Río de Janeiro es como esa escuela de samba: un palacio de luz enmedio de la oscuridad. Se trata del segundo Estado más rico de la mayor economía latinoamericana. Pero el país lleva dos años de recesión. Y el propio Estado de Río se ha declarado en bancarrota con un déficit de 5.000 millones de euros. Y sin embargo, precisamente en este lugar, la falta de dinero nunca ha sido un obstáculo para la alegría.
Cuando me mudé a Madrid en 2000, viví con una bahiana. Ella y sus amigos hablaban de política y no paraban de quejarse de Brasil, de la corrupción, de la injusticia, de la falta de oportunidades. Entonces yo les preguntaba: “Si es tan horrible, ¿por qué no se largan de ahí?”. Y todos respondían abriendo mucho los ojos: “¡Porque en ninguna parte se vive como en Brasil!”. En 2003, Lula ganó las elecciones, los brasileños me pusieron una camiseta verde amarilla y me llevaron a festejar por la calle. De repente, había un montón de ellos. Y Brasil nunca volvería a tener problemas. Bailamos. Bebimos caipiriñas. Y por instantes, sentí que yo también, al fin, era brasileño.

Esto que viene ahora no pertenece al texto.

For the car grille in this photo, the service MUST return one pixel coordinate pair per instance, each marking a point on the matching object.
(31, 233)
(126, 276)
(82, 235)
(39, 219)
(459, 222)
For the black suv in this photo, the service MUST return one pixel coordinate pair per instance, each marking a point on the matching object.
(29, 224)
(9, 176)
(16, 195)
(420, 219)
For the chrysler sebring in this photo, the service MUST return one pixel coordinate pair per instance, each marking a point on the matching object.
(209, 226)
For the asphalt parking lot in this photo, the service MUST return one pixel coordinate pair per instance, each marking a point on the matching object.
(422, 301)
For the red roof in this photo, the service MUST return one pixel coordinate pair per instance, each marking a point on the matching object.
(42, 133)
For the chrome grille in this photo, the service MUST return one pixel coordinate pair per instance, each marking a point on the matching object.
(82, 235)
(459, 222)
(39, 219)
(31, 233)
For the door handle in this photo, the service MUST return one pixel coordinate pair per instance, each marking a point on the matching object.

Visité Río por última vez hace unosmeses para dar una conferencia. Mis viejos amigos estaban deprimidos. El gobierno de Dilma Rouseff comenzaba a caer aplastado por una avalancha de denuncias de corrupción. Además, la selección había sido humillada en su propio Mundial de fútbol 7 a 1 por una Alemania implacable. “Creíamos que éramos una potencia mundial —me dijo un colega escritor—, pero ya ni siquiera somos Brasil”.

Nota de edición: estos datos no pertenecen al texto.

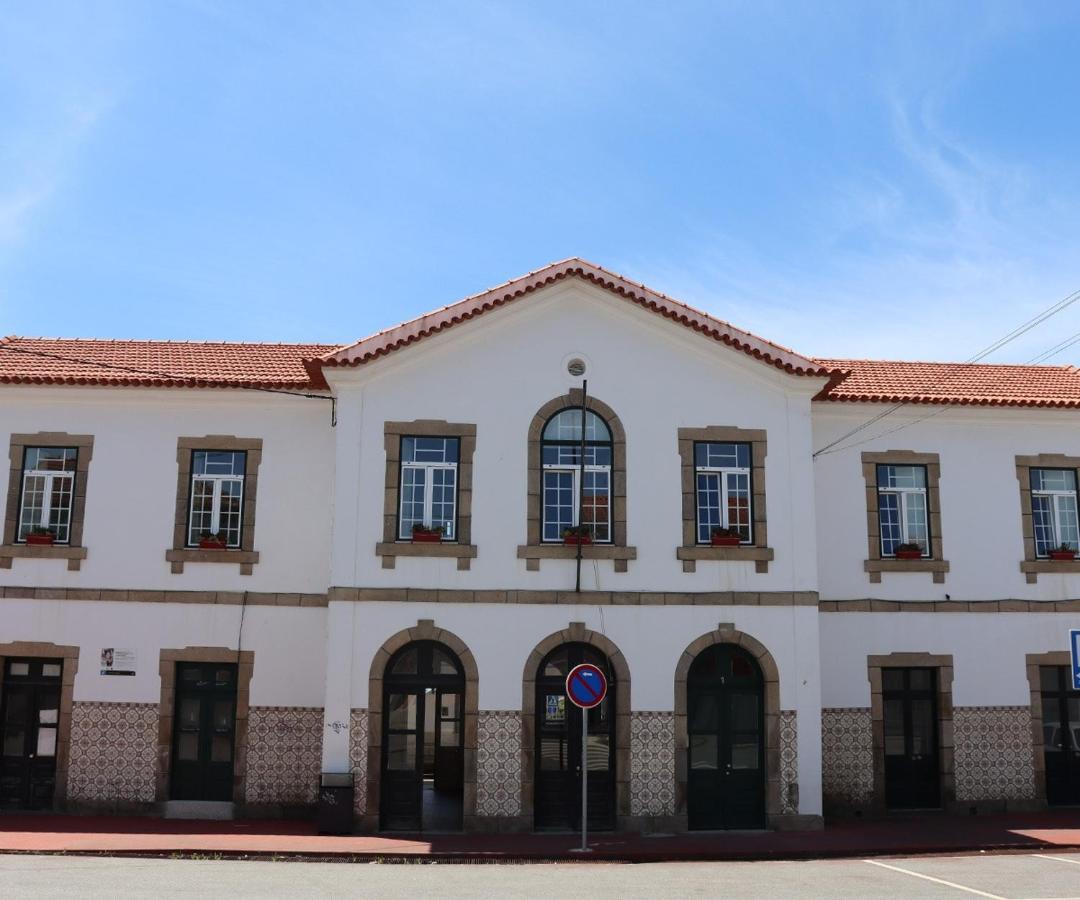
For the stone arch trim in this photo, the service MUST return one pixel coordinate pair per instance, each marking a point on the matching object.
(424, 630)
(618, 464)
(577, 633)
(770, 673)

Los Juegos que comienzan este mes atraerán a medio millón de turistas y a diez mil atletas de 200 países. En el estado de ánimo actual producen más estrés que orgullo. Los deportistas acuáticos han mostrado su preocupación por competir en playas contaminadas como Botafogo —donde nadie se baña—. Y algunos han renunciado a las Olimpiadas debido a la amenaza del virus zika. Pero ni el Apocalipsis puede acabar con esta ciudad. De hecho, el Apocalipsis ya ha pasado por aquí suficientes veces como para no impresionar a nadie. Mientras todas las cifras presagian la catástrofe, Río no pierde ni un ápice de su fuerza. Sigue siendo esa ciudad llena de gente y energía. Ir por la calle es un festival de sonidos, olores y sabores. Incluso las protestas políticas parecen carnavales. En una vieja canción de los años ochenta, Charly García quería convencerse de que “la alegría no es solo brasileña”. Más de tres décadas después, a pesar de las dificultades, todos queremos ser cariocas.